RAG with HYDE and RRF

Building a minimal yet powerful Retrieval-Augmented Generation (RAG) workflow combining Hypothetical Document Embeddings (HyDE), Query Regeneration, and Reciprocal Rank Fusion (RRF). Checkout the notebook or its associated blog post for more info.

Setup

  • Install pixi
  • Clone this repo
  • For Linux: pixi install -e linux
  • For Mac: pixi install -e mac

Prerequisites on Mac

To install with GPU accelerated libraries on Mac with Apple Silicon processors, here's what's needed:

  • gcc and zlib installed (either xcode/developer tools/brew etc.)
    • if gcc, is not found, you might be prompted to install developer tools or something similar.
    • If installed zlib via homebrew, make sure the library is in path. If not, run ZLIB_ROOT=$(brew --prefix zlib) pixi install -e mac

(I had limited access to a mac mini M1 and successfully tested it (via notebook) after the above steps.)

Run

The code for each of the tasks can be run in two ways: (a) CLI (b) gradio.
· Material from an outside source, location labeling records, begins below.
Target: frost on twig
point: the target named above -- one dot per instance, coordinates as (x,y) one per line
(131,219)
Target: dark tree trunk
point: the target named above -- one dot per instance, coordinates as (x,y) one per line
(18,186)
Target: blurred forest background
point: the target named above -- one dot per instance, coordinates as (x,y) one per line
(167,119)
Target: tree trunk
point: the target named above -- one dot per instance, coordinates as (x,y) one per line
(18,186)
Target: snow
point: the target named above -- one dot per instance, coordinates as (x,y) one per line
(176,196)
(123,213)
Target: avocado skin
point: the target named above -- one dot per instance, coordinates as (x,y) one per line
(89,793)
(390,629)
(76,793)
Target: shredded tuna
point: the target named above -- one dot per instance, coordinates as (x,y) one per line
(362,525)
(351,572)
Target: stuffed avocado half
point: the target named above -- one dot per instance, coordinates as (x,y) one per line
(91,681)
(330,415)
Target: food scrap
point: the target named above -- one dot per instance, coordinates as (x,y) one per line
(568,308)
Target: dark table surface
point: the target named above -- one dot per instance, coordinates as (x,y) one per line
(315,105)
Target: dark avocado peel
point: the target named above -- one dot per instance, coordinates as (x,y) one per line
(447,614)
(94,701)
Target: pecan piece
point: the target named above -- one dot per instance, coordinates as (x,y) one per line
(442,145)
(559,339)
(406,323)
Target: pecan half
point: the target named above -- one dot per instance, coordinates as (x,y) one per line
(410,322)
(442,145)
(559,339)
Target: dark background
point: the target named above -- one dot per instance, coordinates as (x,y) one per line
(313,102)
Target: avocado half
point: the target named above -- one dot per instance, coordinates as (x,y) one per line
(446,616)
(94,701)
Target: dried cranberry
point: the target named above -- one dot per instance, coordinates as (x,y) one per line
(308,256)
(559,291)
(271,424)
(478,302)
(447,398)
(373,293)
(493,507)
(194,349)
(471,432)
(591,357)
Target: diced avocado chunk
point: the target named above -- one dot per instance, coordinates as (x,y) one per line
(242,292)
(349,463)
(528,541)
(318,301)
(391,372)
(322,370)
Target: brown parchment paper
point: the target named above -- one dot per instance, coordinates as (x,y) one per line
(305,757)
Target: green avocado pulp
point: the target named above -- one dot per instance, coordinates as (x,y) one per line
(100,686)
MODEL_COMBOS in config.py provides multiple variants of embedding & generative LLM model combinations keeping in mind the host system's limitations & capabilities. Pass it via CLI or set them in gradio UI, if you wish to change from the default.

For gradio:

PYTHONPATH='.' pixi run -e [linux|mac] gradio app.py

To run from CLI or for help or to tweak parameters:

PYTHONPATH='.' pixi run -e [linux|mac] python src/main.py [--help]

Debug

logs will be stored in logs.log realtime for debugging & monitoring.


Tips/Observations:

  • Extracting text as a markdown greatly preserved the structure and continuity of the text. This resulted in better logical chunking which in turn led to better embeddings and as a consequence, better search results.

  • Reading the document via docling extracted more and correct text compared to pymupdf4llm but at a bit of an expense of speed. It is enabled by default for prioritising accuracy.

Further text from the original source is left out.